平成23年度「脳・心臓疾患と精神障害の労災補償状況」まとめ

〜精神障害の労災請求件数が3年連続で過去最高を更新〜


 厚生労働省は15日、平成23年度の「脳・心臓疾患と精神障害の労災補償状況」を取りまとめましたので、公表します。
 くも膜下出血などの「脳血管疾患」や、心筋梗塞などの「心臓疾患」は、過重な仕事が原因で発症する場合があり、「過労死」とも呼ばれています。厚生労働省では、こうした過労死や、仕事のストレスによる精神障害の状況について、平成14年から、労災請求件数や、「業務上疾病」と認定し労災保険給付を決定した「支給決定件数」(※)などを年1回、取りまとめています。
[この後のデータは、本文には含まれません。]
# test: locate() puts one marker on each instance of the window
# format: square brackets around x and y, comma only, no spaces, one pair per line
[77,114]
(※)「支給決定件数」は、平成23年度中に「業務上」と認定した件数で、平成23年度以前に請求があったものを含む。


【ポイント】
1 「過労死」など、脳・心臓疾患に関する事案の労災補償状況
(1) 労災補償の「請求件数」は898件で、前年度比96件の増。2年連続で増加した。  【P3 表1−1】
(2) 労災補償の「支給決定件数」は310件(同25件の増)で、4年ぶりに増加に転じた。 【P3 表1−1】
(3) 業種別(大分類)では、請求件数、支給決定件数ともに、「運輸業,郵便業」(182件、93件)「卸売業・小売業」(143件、48件)「製造業」(132件、41件)の順に多い。中分類では、請求件数、支給決定件数ともに「運輸業,郵便業」の「道路貨物運送業」(123件、75件)が最多。 【P4 表1−2、P5 表1−2−1、P6 表1−2−2】
(4) 職種別(大分類)では、請求件数は「輸送・機械運転従事者」(173件)、「専門的・技術的職業従事者」(124件)、「販売従事者」(113件)の順で多く、支給決定件数は「輸送・機械運転従事者」(89件)、「専門的・技術的職業従事者」(37件)、「管理的職業従事者」「サービス職業従事者」(ともに32件)の順に多い。 【P7 表1−3、P8 表1−3−1、P9 表1−3−2】
(5) 年齢別では、請求件数、支給決定件数ともに「50〜59歳」(314件、119件)、「40〜49歳」(228件、95件)、「60歳以上」(227件、60件)の順に多い。 【P10 表1−4】

2 精神障害に関する事案の労災補償状況
(1) 労災補償の「請求件数」は1,272件で、前年度比91件の増。3年連続で過去最高。 【P14 表2−1】
(2) 労災補償の「支給決定件数」は325件(同17件の増)で、過去最高。 【P14 表2−1】
(3) 業種別(大分類)では、請求件数、支給決定件数ともに、「製造業」(216件、59件)、「卸売業・小売業」(215件、41件)、「医療,福祉」(173件、39件)の順に多い。中分類では、請求件数は「医療業」(94件)、支給決定件数は「総合工事業」(22件)が最多。 【P15 表2−2、P16 表2−2−1、P17 表2−2−2】
(4) 職種別(大分類)では、請求件数は「事務従事者」(323件)、「専門的・技術的職業従事者」(318件)、「販売従事者」(167件)の順で多く、支給決定件数は「専門的・技術的職業従事者」(78件)、「事務従事者」(59件)「販売従事者」(40件)の順に多い。 【P18 表2−3、P19 表2−3−1、P20 表2−3−2】
(5) 年齢別では、請求件数、支給決定件数ともに「30〜39歳」(420件、112件)、「40〜49歳」(365件、71件)、「20〜29歳」(247件、69件)の順に多い。 【P21 表2−4】
(6) 出来事別の支給決定件数は、「仕事内容・仕事量の(大きな)変化を生じさせる出来事があった」(52件)、「悲惨な事故や災害の体験、目撃をした」(48件)、「(ひどい)嫌がらせ、いじめ、又は暴行を受けた」(40件)の順に多い。 【P25 表2−8】

※詳細は別添資料をご覧ください。